I know i missed any ideas or thoughts today, but i tend to think mostly either at work or on the stepper, which, if i do tomorrow, i'll put some down in 'ere.

I do have a few though, including rotating carb loads to benefit different weightlifting sessions to aid each bodypart and performing a light GPP workout at home on those bodyparts which i intend to hit the next day - to increase local blood flow to the area, theoretically distributing the glycogen more in those areas, thereby hopefully increasing weightlifting performance the following day.


And boy wasn't that the longest sentence in the world...


So far, 50g dex, 50g malto, 2 scoops whey, 6g CLA, 1mg biotin.

40 minutes later, 250g oats.

lmao. Can you say 'bloated'?

No rice tonight, i have neither the time nor the patience to cook any.

I'll shove down some more oats in a bit and hit the sack.

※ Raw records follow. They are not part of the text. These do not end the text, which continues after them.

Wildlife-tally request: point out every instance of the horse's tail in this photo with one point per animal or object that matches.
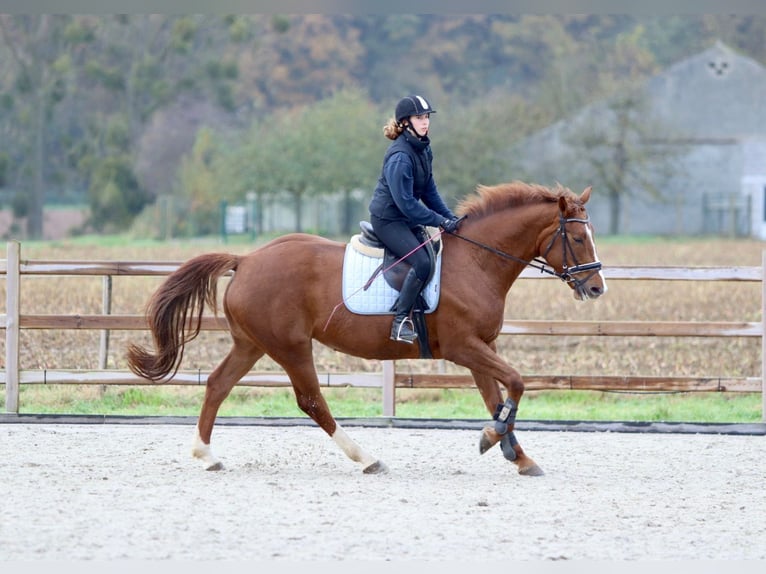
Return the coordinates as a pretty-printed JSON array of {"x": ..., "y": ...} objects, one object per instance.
[{"x": 174, "y": 314}]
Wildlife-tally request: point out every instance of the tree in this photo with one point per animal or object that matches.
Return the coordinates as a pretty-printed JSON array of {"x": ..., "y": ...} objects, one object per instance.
[
  {"x": 345, "y": 132},
  {"x": 40, "y": 46}
]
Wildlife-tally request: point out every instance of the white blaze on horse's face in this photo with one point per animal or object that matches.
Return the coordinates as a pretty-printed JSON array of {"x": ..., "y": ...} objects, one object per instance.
[
  {"x": 604, "y": 288},
  {"x": 575, "y": 249}
]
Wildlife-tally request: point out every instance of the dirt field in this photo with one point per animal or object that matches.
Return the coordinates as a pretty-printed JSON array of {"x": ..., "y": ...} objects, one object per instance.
[{"x": 127, "y": 492}]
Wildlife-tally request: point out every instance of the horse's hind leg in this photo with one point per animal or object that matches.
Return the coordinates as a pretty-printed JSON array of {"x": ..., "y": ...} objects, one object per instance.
[
  {"x": 221, "y": 381},
  {"x": 300, "y": 368}
]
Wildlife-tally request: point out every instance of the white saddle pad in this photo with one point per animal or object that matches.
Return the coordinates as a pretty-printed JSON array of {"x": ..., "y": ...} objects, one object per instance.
[{"x": 380, "y": 296}]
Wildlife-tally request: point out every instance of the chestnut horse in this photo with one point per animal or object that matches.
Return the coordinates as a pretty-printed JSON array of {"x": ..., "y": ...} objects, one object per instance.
[{"x": 287, "y": 293}]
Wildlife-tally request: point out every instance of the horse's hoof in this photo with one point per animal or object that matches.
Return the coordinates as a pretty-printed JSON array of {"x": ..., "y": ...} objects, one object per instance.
[
  {"x": 532, "y": 470},
  {"x": 376, "y": 467},
  {"x": 489, "y": 438}
]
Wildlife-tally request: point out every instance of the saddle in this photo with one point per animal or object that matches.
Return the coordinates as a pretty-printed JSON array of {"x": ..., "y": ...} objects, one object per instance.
[
  {"x": 394, "y": 272},
  {"x": 367, "y": 246}
]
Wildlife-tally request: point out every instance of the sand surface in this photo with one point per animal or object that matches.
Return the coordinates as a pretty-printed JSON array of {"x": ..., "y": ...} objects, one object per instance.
[{"x": 133, "y": 492}]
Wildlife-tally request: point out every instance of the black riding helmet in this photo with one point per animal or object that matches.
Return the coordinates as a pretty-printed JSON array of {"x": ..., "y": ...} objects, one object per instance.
[{"x": 412, "y": 106}]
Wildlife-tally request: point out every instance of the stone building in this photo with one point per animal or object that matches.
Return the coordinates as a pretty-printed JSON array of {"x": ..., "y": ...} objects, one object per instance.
[{"x": 707, "y": 113}]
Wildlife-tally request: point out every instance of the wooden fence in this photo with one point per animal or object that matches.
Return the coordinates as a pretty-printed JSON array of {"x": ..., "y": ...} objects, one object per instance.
[{"x": 13, "y": 321}]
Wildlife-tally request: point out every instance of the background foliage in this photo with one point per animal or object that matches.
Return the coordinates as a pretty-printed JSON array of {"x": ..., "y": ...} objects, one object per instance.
[{"x": 120, "y": 110}]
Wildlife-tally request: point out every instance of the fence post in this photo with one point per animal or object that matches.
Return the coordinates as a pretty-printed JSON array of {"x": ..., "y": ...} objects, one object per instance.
[
  {"x": 763, "y": 336},
  {"x": 389, "y": 385},
  {"x": 106, "y": 309},
  {"x": 12, "y": 299}
]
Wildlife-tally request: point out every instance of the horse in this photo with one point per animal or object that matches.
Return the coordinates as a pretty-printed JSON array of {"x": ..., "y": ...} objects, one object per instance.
[{"x": 285, "y": 294}]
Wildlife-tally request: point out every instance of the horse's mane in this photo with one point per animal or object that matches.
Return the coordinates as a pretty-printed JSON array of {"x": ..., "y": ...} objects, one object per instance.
[{"x": 491, "y": 199}]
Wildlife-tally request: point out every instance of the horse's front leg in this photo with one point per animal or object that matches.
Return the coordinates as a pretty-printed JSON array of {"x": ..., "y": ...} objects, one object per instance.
[
  {"x": 490, "y": 371},
  {"x": 502, "y": 431}
]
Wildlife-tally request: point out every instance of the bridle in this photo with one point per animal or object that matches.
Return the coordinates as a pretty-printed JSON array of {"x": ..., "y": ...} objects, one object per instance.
[{"x": 568, "y": 272}]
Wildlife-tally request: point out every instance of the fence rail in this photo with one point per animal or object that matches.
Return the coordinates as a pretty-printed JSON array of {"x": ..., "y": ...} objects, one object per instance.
[{"x": 14, "y": 321}]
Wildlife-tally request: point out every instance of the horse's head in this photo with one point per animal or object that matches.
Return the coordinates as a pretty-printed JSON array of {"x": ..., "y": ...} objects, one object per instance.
[{"x": 570, "y": 249}]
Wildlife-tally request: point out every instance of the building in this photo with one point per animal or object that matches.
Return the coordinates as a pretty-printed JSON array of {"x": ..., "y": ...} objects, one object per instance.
[{"x": 708, "y": 113}]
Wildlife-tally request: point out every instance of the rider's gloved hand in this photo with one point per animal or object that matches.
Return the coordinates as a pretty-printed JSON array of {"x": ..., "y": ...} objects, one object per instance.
[{"x": 450, "y": 225}]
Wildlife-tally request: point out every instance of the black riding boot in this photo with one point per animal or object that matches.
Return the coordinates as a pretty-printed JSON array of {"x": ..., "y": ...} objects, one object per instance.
[{"x": 402, "y": 328}]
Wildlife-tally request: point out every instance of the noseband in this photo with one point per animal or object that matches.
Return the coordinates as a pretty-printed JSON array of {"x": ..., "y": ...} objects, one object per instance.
[{"x": 568, "y": 273}]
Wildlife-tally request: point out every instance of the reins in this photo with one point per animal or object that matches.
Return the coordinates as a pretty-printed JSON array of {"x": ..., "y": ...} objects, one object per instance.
[{"x": 567, "y": 275}]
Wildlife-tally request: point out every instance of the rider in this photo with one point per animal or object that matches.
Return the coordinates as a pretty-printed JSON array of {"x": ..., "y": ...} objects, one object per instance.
[{"x": 405, "y": 199}]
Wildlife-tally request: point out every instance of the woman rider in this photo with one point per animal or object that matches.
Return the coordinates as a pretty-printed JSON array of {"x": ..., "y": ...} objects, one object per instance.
[{"x": 405, "y": 200}]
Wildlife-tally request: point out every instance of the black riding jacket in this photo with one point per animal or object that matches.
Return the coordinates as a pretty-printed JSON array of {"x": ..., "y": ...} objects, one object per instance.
[{"x": 406, "y": 190}]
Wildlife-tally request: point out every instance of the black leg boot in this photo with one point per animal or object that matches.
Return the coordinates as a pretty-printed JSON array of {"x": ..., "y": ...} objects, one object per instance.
[{"x": 402, "y": 328}]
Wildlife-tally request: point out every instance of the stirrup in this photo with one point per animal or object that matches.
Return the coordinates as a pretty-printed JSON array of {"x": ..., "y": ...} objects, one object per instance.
[{"x": 406, "y": 337}]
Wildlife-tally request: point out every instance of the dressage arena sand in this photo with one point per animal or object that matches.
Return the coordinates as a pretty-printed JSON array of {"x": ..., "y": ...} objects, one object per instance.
[{"x": 133, "y": 492}]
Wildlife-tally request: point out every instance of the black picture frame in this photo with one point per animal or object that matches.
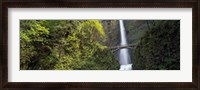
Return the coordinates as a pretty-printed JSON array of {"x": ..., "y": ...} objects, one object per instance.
[{"x": 194, "y": 4}]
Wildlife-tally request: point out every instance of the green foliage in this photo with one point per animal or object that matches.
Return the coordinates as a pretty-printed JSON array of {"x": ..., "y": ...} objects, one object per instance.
[
  {"x": 159, "y": 48},
  {"x": 63, "y": 45}
]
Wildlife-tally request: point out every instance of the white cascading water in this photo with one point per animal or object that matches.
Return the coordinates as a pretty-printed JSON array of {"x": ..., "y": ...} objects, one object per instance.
[{"x": 124, "y": 56}]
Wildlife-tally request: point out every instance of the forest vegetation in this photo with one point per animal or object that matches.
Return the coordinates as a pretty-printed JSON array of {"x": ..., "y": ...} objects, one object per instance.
[{"x": 84, "y": 44}]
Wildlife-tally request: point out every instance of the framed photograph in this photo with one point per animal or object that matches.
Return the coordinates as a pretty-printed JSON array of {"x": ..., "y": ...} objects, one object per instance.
[{"x": 100, "y": 44}]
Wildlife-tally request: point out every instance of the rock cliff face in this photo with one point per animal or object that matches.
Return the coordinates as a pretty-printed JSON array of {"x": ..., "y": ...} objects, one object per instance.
[{"x": 157, "y": 42}]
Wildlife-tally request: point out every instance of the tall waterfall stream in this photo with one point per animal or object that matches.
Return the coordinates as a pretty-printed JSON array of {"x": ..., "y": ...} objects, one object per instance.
[{"x": 124, "y": 55}]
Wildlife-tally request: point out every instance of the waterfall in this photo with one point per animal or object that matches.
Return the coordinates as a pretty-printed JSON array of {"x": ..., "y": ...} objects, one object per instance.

I can already feel myself sweating a bit, actually.


----------



## Dr. Pain (Aug 20, 2002)

Thanks Yanick and TCD! 


w8....you rock! 


DP


----------



## Robboe (Aug 20, 2002)

update:

150g more oats and i can prolly take some more, but that takes me up to about 372g carbs for this carb load and that'll do me nicely.


----------



## nikegurl (Aug 20, 2002)

I collect Pain posts!  I was never on ABC so thanks Yanick!


----------



## Dr. Pain (Aug 20, 2002)

NG, you need a download from my librarian! 


DP


----------



## nikegurl (Aug 20, 2002)

i did a search of posts by user name over there....it's gonna take a while!  i have a pretty good stash of goodies from your posts here but i'm going to be adding to it!  good stuff DP.  all appreciated.


----------



## nikegurl (Aug 20, 2002)

hmmm....i think maybe some of your stuff on ABC is gone?  i see the bulking on slow burners (we had that here too) and not much else really.  damn!


----------



## w8lifter (Aug 20, 2002)

> _*Originally posted by nikegurl *_
> hmmm....i think maybe some of your stuff on ABC is gone?  i see the bulking on slow burners (we had that here too) and not much else really.  damn!



Possibly...are you looking in the archived boards?


----------



## nikegurl (Aug 20, 2002)

i went to the main site and did a search by user's name.  i'll look for the archived boards - they're kept separate?

thanks, w8!  i like stocking up on the info and good reading stuff.


----------



## Robboe (Aug 21, 2002)

Went shopping straight after work and so did cardio much later.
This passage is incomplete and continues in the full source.